La Conferencia de Arcadia también animó a Roosevelt, que siempre fue aficionado a las cifras grandes y atrevidas, a establecer lo que parecían metas extravagantemente elevadas para la producción de guerra norteamericana en su discurso del Estado de la Unión al Congreso el 6 de enero. La producción de aviones tenía que incrementarse a 60.000 en 1942 y a 125.000 en 1943. Los tanques tenían que ascender a 25.000 en 1942 y a 75.000 en 1943. Los cañones antiaéreos tenían que sumar 20.000 y después 35.000. Y, quizá lo más crucial de todo el lote, la construcción de barcos mercantes tenía que pasar de 6 millones de toneladas en 1942 (en comparación con los 1,1 millones en 1941) a 10 millones de toneladas en 1943. Como estos alardes no solo se hicieron realidad sino que incluso fueron sobrepasados, contenían en ellos una gran parte del secreto de la victoria aliada, además de paliar una parte de las conflictivas reclamaciones de equipo de Rusia, Gran Bretaña y Estados Unidos.

Por lo tanto, Churchill, cuando al fin partió hacia Gran Bretaña el 14 de enero, podía sentir una considerable satisfacción. Aunque había recibido algunas malas noticias mientras se encontraba en Estados Unidos—más avances japoneses, en particular en Malasia, desanimando la inteligencia sobre las defensas de Singapur y un freno en el Desierto Occidental—, fue no obstante uno de sus puntos culminantes de la guerra. Partió con un estilo característico. Aquella noche cenó solo con Roosevelt y Hopkins. La hora prevista de su partida era las 8:45, pero eran las 9:45 cuando se levantó de la mesa. Por fortuna, tenía un tren especial esperándolo para llevarlo a Norfolk, Virginia. El presidente lo llevó a un apartadero privado en la calle 6, y Hopkins lo dejó en su coche cama. Roosevelt regresó a la Casa Blanca y Hopkins fue al Hospital Naval, donde se derrumbó, exhausto.
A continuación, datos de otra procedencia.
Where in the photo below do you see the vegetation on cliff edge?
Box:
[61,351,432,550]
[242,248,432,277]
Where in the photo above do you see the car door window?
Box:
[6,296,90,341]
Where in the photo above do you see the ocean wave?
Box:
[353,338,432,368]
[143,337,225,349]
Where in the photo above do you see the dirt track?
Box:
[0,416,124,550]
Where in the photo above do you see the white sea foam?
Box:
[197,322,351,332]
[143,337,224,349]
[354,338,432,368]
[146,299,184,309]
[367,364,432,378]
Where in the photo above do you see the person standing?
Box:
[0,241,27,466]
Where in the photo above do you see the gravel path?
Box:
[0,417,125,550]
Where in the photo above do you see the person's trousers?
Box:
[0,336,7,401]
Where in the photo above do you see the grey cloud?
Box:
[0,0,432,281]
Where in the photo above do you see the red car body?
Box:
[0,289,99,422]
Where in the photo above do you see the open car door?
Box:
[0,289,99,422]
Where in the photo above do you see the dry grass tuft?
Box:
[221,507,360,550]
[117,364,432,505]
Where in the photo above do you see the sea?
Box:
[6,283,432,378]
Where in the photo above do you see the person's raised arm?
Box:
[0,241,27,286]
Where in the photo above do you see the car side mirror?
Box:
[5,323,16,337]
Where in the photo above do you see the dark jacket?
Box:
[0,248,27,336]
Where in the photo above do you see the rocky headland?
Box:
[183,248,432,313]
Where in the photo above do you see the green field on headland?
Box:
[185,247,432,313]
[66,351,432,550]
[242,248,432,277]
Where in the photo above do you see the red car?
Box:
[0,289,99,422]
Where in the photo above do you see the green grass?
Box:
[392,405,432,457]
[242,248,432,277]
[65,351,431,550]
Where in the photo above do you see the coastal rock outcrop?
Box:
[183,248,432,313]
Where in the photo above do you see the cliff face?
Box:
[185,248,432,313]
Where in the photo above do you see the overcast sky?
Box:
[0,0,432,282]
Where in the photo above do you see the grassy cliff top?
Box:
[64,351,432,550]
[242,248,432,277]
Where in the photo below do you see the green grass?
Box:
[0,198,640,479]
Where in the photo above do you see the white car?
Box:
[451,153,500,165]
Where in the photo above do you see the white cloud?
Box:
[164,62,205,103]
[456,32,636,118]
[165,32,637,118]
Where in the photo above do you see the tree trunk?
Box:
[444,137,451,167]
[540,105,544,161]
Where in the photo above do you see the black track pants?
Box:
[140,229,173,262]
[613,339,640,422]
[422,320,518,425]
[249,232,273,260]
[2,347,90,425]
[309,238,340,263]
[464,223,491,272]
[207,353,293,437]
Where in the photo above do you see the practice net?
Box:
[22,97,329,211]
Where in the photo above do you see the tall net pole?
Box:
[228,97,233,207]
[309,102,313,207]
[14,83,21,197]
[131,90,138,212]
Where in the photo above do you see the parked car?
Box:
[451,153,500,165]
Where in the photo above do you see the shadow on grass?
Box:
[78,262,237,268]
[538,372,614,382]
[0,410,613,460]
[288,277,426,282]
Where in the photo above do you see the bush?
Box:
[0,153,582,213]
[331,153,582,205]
Al día siguiente, Churchill viajó en un hidroavión norteamericano a las Bermudas, desde donde el grupo tenía la intención de proseguir el viaje en el Duke of York. En el vuelo de tres horas, Churchill tomó los mandos durante unos veinte minutos y efectuó varios giros ladeados divertidos (para él). No hay constancia escrita de lo que pensaban sus pasajeros, que incluían al jefe del Estado Mayor del Aire. Asimismo, convenció al capitán de que le llevara a Plymouth —un viaje de dieciocho horas—durante la siguiente tarde y noche. El Duke of York se limitó a transportar al personal de menor rango y el equipaje pesado.

Churchill era absolutamente consciente de que Gran Bretaña le resultaría adusta después de la excitación de Washington a principios de la guerra. «Debo regresar a una perspectiva no iluminada por el sol».14 Todo fue peor de lo que esperaba. Los acontecimientos, desde el Lejano Oriente hasta Egipto y hasta el Canal de la Mancha, fueron mal casi uniformemente. Y la corriente subterránea de críticas a su Gobierno excedía en mucho todo lo que había experimentado en sus anteriores veinte meses. Al menos en la superficie, la perspectiva era tan desalentadora como en junio-julio de 1940, con la dificultad añadida de que sus palabras ya no levantaban las pasiones que habían provocado entonces. Finales de enero, febrero y marzo de 1942 fueron meses de crisis de confianza tanto para el Gobierno de coalición nacional como para el propio Churchill.